Des biscuits au beurre dont je raffole.

— Merci beaucoup.

Son geste me fait chaud au cœur. Il existe encore sur cette terre des gens généreux et gentils qui donnent sans forcément chercher à recevoir quelque chose en retour.

— Il paraît que May's Flowers a remporté le contrat d'embellissement de la ville avec la mairie.

Je souris fièrement.

— En effet.

— C'est mérité ! s'enthousiasme un client attablé plus loin qui se rhabille et quitte les lieux en laissant un pourboire.

— Il a raison, renchérit la serveuse en s'éloignant pour prendre une commande.

Leurs compliments nourrissent ma fierté même si je n'en montre rien.

Je reporte mon attention sur la vapeur qui s'élève doucement de ma tasse, m'enveloppant de son arôme réconfortant. Je me perds un instant dans la contemplation de la mousse crémeuse avant de me focaliser sur le journal que j'ai acheté à la hâte en rentrant de chez Andrew où Colm et ma grand-mère ont pris le relais. Le travail encore et toujours !

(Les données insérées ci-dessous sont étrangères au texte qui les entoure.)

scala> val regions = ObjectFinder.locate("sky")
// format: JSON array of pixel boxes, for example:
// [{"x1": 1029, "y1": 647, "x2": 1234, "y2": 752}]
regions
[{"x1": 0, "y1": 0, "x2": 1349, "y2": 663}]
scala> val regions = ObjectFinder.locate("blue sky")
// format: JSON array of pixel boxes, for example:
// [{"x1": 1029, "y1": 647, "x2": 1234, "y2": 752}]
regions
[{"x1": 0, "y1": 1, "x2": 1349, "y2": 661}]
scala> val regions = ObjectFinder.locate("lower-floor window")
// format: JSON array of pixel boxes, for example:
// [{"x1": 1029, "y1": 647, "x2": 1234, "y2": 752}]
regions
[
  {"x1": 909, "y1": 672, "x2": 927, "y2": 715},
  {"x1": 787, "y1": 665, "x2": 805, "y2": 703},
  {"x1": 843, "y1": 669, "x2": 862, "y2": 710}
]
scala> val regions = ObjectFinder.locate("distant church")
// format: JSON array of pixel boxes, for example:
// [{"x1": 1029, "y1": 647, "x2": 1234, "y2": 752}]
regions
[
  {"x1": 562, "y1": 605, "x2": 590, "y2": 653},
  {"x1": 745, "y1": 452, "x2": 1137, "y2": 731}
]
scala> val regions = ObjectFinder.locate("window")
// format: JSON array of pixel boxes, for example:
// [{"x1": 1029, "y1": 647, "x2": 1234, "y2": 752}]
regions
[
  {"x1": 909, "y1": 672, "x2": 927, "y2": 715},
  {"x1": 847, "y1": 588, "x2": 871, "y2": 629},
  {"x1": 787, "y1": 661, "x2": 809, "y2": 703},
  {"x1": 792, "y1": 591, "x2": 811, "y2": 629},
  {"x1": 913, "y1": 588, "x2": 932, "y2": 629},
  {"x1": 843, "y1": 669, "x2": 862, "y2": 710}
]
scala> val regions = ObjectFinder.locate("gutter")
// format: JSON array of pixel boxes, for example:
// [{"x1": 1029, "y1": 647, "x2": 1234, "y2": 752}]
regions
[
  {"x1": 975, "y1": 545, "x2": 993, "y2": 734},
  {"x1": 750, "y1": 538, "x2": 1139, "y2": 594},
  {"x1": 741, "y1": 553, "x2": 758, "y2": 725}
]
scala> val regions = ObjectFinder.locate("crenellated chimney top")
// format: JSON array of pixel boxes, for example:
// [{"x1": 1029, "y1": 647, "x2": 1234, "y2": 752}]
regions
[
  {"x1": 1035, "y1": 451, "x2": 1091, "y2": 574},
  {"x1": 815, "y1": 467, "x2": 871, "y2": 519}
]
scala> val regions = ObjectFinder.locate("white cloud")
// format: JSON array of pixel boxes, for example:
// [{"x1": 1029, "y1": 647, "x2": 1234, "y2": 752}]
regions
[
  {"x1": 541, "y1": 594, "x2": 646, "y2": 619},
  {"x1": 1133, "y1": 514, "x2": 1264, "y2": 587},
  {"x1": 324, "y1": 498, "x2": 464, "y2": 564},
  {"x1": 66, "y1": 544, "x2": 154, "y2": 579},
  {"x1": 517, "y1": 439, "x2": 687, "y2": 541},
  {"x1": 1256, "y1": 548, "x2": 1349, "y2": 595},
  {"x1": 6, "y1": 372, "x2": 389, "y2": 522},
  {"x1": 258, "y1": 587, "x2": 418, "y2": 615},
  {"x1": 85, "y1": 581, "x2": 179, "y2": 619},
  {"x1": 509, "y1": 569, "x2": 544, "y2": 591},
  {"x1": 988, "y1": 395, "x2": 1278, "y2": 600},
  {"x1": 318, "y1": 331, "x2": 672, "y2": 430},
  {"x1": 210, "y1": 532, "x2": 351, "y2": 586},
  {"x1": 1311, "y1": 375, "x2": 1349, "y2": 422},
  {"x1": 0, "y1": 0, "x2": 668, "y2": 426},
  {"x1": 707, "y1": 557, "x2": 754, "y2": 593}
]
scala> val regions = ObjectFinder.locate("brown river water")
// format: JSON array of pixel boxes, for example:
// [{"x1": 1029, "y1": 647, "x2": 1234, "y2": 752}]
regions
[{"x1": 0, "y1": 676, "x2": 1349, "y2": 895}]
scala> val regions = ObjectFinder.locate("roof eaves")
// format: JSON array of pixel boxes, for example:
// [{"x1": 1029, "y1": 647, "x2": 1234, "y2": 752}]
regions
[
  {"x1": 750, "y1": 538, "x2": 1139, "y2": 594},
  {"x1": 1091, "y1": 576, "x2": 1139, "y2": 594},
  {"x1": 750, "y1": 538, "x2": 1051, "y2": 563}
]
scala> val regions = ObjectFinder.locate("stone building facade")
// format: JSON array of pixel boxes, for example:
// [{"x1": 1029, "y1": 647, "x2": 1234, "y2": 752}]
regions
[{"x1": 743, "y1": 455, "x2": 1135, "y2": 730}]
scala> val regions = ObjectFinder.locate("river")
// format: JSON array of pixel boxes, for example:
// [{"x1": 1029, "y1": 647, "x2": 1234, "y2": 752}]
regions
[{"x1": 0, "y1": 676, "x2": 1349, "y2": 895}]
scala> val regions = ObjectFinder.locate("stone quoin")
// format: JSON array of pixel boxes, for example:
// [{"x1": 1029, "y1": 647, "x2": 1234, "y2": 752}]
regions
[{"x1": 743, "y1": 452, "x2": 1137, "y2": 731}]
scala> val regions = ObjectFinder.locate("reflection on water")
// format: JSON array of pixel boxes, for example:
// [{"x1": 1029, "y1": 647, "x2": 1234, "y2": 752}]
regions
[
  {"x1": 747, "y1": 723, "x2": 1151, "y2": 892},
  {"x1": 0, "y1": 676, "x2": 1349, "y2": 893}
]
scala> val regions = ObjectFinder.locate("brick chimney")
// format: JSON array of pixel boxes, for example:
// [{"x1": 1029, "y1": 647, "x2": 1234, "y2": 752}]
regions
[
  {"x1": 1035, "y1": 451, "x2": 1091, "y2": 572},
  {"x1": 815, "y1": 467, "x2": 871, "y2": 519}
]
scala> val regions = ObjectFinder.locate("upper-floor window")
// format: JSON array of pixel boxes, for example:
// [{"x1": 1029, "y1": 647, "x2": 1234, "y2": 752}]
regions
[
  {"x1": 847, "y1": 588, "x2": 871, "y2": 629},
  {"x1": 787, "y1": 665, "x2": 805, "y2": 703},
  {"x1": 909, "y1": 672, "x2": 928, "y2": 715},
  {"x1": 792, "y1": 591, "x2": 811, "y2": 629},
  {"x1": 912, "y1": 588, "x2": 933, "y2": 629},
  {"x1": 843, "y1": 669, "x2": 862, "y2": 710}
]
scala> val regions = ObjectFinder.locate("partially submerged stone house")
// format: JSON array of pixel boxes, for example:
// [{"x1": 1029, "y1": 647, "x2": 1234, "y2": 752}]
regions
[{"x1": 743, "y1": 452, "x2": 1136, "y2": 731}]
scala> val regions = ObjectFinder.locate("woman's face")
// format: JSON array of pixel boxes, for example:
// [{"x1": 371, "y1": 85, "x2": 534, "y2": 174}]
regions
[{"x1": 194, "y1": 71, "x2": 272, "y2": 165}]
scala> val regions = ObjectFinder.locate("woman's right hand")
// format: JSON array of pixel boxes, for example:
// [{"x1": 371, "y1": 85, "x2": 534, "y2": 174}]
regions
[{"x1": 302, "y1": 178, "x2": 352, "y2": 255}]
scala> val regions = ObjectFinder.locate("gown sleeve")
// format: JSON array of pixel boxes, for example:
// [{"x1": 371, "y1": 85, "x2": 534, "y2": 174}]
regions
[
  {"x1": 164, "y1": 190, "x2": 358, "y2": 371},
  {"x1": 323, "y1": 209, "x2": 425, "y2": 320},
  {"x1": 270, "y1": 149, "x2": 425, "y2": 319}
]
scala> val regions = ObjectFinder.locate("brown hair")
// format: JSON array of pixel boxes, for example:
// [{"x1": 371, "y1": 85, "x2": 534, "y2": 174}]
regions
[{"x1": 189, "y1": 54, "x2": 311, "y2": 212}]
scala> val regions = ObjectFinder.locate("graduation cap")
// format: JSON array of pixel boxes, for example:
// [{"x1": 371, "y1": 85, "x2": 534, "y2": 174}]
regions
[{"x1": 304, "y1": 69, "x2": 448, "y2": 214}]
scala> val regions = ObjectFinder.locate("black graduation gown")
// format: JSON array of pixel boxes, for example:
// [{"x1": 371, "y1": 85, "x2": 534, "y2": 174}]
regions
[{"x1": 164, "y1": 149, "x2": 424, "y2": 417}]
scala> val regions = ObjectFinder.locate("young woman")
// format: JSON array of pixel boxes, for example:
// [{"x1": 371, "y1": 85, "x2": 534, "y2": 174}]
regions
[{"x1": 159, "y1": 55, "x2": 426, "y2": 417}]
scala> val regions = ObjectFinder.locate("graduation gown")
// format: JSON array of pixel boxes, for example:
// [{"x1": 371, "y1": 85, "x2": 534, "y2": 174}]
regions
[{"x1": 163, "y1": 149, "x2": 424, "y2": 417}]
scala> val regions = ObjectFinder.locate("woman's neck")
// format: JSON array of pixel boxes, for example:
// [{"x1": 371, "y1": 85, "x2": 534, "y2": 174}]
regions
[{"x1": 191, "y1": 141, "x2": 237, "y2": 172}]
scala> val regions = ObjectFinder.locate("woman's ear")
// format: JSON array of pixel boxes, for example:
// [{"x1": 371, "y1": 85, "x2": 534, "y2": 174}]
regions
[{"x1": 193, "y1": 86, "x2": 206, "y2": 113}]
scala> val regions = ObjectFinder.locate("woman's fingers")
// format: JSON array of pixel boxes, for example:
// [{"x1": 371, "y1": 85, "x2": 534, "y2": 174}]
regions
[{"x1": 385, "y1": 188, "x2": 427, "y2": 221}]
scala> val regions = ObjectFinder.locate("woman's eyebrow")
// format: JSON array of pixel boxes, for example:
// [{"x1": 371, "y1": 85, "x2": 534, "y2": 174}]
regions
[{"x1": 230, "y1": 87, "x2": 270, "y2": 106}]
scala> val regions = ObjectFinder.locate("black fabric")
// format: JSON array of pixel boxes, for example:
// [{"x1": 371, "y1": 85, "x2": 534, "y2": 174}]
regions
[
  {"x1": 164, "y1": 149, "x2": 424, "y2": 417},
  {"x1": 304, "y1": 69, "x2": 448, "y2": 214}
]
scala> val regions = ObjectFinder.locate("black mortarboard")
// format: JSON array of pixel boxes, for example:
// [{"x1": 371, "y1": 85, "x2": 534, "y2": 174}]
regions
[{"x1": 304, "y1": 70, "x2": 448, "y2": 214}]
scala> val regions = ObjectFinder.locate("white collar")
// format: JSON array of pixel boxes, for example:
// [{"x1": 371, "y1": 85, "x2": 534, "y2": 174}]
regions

Les premières pages du journal défilent sans susciter mon intérêt. Mais alors que je tourne une page froissée, mes yeux tombent sur un article qui me glace le sang. L'encre noire forme des mots qui me transpercent et le chocolat chaud perd soudain sa saveur rassurante.

« Horrible meurtre à Carrigaline : une jeune femme sauvagement attaquée chez elle. »

Les détails macabres sont dévoilés. Ils dessinent une scène d'horreur dans mon esprit. Un intrus, un marteau, une vie arrachée dans le sanctuaire supposé de la sécurité domestique. Un frisson d'effroi court le long de ma colonne vertébrale. Je ne parviens plus à déglutir. Mes yeux s'écarquillent devant la brutalité de l'acte décrit. Il me rappelle tant ce que j'ai vécu...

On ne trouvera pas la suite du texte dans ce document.